Data collection and a ‘scoring system’
The director of the Military and Strategic Affairs Program and Cyber Security Program at Israel’s Institute for National Security Studies, Gabi Siboni, said software helps Israel’s military decide who might pose a threat.
“We have the technology to try to collect information and to provide some kind of a scoring system to see whether someone is subject to conducting what we call a spontaneous or influenced terror attack,” he said.
“It’s not the only thing.
“There is human intelligence, there is a variety of technological intelligence, gathering other intelligence … the whole effort is to foil these spontaneous attacks (and) it’s a huge effort.”
But human rights lawyer Sahar Francis said security agencies are not just focusing on potential attackers, but also on anyone disseminating political material, for fear it might inspire other attacks.
Sahar Francis says the number of cases based on social media posts is increasing. (ABC News: Eric Tlozek)
“Any activity … posting things on Facebook or in Twitter or other tools in social media — sharing posts of martyrs, posts of activists — like especially this year concerning the demonstrations around Gaza,” she said.
“These activities would be considered incitement and people would be arrested for such activities, facing sentences of a couple of months in prison.
“There’s more than maybe 300 or 400 cases in the last three years were submitted based in such activities.

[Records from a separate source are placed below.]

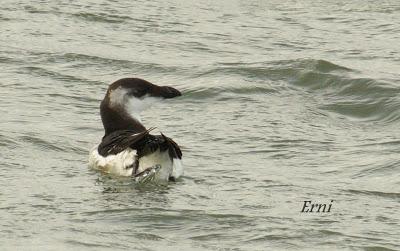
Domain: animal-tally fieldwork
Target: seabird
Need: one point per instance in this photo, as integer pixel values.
(128, 148)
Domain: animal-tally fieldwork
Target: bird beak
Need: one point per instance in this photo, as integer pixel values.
(169, 92)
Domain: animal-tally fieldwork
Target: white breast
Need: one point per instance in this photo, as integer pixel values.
(118, 164)
(122, 163)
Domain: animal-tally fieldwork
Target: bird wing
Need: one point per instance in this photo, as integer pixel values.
(120, 140)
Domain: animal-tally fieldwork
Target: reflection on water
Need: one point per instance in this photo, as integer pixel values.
(282, 103)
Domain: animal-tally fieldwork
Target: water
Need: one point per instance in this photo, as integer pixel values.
(283, 101)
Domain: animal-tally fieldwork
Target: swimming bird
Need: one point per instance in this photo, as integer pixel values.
(128, 148)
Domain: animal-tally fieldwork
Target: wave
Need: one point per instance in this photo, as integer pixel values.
(334, 88)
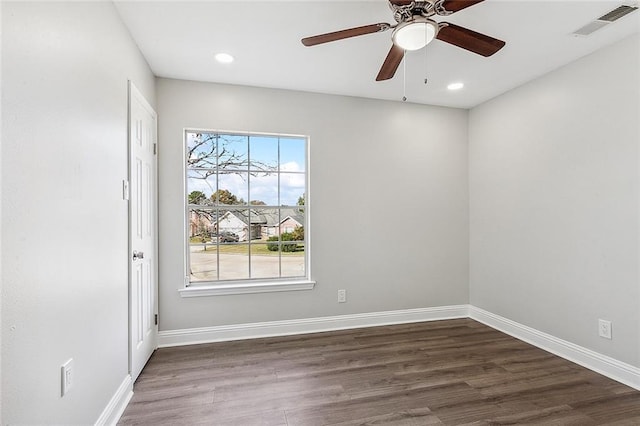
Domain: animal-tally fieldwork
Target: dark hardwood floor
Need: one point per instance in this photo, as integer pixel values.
(454, 372)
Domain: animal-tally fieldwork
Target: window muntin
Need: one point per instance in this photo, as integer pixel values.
(245, 207)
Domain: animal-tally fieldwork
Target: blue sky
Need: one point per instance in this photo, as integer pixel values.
(263, 183)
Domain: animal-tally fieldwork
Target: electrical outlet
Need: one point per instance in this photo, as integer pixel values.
(66, 377)
(604, 329)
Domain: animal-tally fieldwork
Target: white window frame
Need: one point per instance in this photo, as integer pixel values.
(250, 285)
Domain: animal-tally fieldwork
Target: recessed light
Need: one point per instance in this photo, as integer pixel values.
(224, 58)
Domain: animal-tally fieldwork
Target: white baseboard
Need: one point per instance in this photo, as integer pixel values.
(112, 412)
(607, 366)
(307, 325)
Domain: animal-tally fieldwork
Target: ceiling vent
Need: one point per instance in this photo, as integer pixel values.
(605, 20)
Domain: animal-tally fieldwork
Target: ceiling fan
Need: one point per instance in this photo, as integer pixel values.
(415, 29)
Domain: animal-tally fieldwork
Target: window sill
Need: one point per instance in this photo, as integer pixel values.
(246, 288)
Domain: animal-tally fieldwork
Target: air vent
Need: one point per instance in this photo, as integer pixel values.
(605, 20)
(617, 13)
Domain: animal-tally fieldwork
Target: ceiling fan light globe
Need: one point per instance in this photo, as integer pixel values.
(414, 35)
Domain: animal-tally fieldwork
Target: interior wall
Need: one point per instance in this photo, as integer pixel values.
(388, 196)
(554, 199)
(64, 222)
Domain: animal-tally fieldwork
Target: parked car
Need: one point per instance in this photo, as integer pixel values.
(228, 237)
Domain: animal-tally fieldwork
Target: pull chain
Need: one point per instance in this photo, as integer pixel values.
(425, 66)
(404, 76)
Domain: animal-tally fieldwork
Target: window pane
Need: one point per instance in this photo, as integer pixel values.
(293, 154)
(233, 226)
(234, 261)
(264, 263)
(201, 185)
(233, 152)
(201, 149)
(203, 263)
(293, 259)
(292, 187)
(263, 152)
(264, 189)
(202, 224)
(245, 196)
(233, 189)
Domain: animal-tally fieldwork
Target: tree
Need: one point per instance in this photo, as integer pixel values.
(196, 197)
(224, 196)
(214, 152)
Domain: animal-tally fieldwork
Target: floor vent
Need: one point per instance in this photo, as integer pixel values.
(605, 20)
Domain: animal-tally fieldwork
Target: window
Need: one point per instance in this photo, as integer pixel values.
(246, 211)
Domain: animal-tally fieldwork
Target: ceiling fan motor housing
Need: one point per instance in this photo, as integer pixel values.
(415, 34)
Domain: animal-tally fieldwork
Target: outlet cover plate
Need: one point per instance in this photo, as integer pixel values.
(604, 329)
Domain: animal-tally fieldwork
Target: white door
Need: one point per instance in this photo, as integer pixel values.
(143, 281)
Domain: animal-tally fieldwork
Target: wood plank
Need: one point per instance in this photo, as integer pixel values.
(450, 372)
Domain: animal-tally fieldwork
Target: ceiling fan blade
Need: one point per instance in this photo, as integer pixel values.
(391, 63)
(342, 34)
(469, 40)
(456, 5)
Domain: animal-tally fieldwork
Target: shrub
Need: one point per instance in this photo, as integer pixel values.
(272, 246)
(272, 242)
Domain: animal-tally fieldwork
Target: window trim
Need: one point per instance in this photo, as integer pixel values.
(250, 285)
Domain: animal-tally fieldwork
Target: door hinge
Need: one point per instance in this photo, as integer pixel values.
(125, 189)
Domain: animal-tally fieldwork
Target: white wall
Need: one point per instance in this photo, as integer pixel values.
(372, 163)
(64, 224)
(554, 202)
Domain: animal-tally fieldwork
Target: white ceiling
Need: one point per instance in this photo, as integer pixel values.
(179, 40)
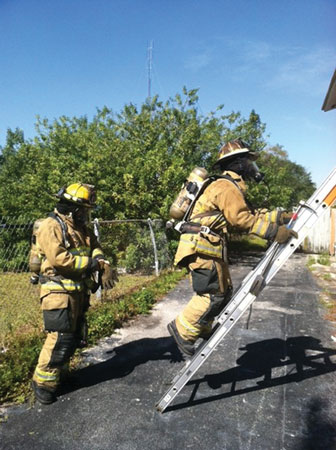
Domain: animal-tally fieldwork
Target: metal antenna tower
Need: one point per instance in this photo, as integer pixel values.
(149, 67)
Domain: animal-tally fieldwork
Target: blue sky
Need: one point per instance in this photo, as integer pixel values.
(70, 57)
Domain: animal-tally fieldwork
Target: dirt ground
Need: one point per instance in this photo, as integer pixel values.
(325, 276)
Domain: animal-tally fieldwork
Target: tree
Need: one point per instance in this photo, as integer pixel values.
(287, 182)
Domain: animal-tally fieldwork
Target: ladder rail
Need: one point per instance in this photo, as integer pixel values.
(306, 216)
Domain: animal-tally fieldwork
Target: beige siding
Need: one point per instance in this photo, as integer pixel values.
(322, 238)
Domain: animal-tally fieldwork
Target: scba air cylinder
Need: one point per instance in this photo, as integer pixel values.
(187, 194)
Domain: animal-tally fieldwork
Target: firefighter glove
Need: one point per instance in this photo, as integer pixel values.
(284, 234)
(109, 277)
(285, 217)
(95, 264)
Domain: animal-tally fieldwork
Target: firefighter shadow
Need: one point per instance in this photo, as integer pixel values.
(121, 361)
(272, 362)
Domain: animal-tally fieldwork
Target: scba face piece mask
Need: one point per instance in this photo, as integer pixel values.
(253, 172)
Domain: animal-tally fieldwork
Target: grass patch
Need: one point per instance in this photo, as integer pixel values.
(22, 344)
(324, 260)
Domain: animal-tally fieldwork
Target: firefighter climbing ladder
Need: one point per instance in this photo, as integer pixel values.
(302, 221)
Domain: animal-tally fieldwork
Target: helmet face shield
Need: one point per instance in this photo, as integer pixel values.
(79, 193)
(82, 216)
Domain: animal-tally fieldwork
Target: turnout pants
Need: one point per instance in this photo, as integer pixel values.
(211, 282)
(64, 322)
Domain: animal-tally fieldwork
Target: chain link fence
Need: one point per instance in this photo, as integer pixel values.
(132, 246)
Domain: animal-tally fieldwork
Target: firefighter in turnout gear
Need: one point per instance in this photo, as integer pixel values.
(71, 259)
(221, 205)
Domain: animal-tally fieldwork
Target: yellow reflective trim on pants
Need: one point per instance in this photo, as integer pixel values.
(81, 262)
(80, 251)
(187, 325)
(42, 376)
(97, 252)
(63, 285)
(260, 228)
(209, 250)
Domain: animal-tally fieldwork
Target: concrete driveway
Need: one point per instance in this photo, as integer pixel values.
(269, 385)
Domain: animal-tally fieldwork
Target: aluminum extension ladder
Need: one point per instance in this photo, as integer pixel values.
(302, 221)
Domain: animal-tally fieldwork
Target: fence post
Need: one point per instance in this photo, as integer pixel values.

And we feel the increase is still going on.”
Because the West Bank is under Israeli occupation, its Palestinian residents are tried in military courts, where Ms Francis said they are often not given access to intelligence material used to prosecute them.
The risk of ‘false positives’
Former military intelligence officers have already raised concerns about the level of electronic surveillance of Palestinians, saying there were no legal limitations protecting their privacy.
One former officer, who is not allowed to be identified, told the ABC the use of software to process surveillance data and help determine potential attackers would inevitably lead to injustice.
Former military intelligence officer “Lieutenant G” is concerned about the lack of privacy and legal protections for Palestinians under surveillance. (ABC News: Eric Tlozek)
“It’s very clear that arresting innocent people is bound to happen by this method and it already happens,” he said.
“It’s not like this is a new thing, it just gets more extreme.”
The developer of some of the Israeli software, Fifth Dimension, has acknowledged the system will produce “false positives”, meaning it will mistakenly flag some people who pose no threat.
But Gabi Siboni, from the Institute of National Security Studies, said the technology will not lead to people being arrested for crimes they have yet to commit.
“It doesn’t mean that you’re going on and arresting people who you think are going to do something,” he said.
“This is very futuristic and not realistic.”
Israel’s internal security agency and the Israel Defence Force did not respond to questions about the technology, how extensive and effective it was and whether there were any safeguards around its use.
The use of predictive intelligence has been trialled by some police departments in the US and Europe.
The United States is developing a system that works like Israel’s, to determine whether someone is a security risk when they fly, a system that will be offered to other countries to use as well.
So in more places around the world, computers will be deciding who might be dangerous.